Photo: Steve Crisp/Reuters
Pundits have been talking for ages about how Amazon and online publishing are changing the book world, but now we have one of the first examples of what that change might look like.
Working with Howey, Amazon has opened up the Silo saga for fans via the Kindle Worlds initiative, which helps people market fanfic written for licensed properties like Vampire Diaries or Silo. There are also several novels and stories set in the Silo universe and published as Kindle "Silo stories."
That means there are two basic ways that the Silo fanfic community differs from more traditional online fanfic communities. First of all, this community has come into being at a time when their fanfic can be (legally) written for money. Unlike Harry Potter fanfic writers, the Silo fans have pretty much always had the option to sell their work.
And second, Silo fans are have access to exactly the same publishing tools and platform as the books that they are writing fic about. Unlike JK Rowling, who had the weight of the traditional publishing industry behind her books when she published them, Hugh Howey came into publishing through the world of Amazon self-publishing. Like his fans, he used Amazon to make money and used the internet to get the word out about his books.

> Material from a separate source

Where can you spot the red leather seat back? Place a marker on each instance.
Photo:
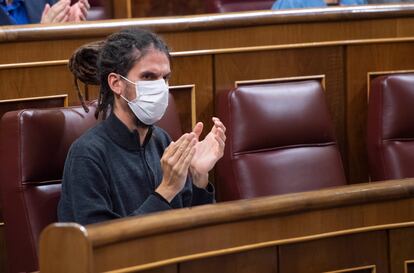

In other words, the Silo fans really are playing on the exact same field as the author they admire. Yes, this isn't a perfectly democratic system. Obviously Howey is a bestselling author now, and has more reach than a fanfic writer on Amazon. But the point is that today, fiction and fanfic are sold right alongside each other on the "shelves" of one of the world's biggest bookstores.
Welcome to the new world of publishing. The line between writer and fan just disappeared.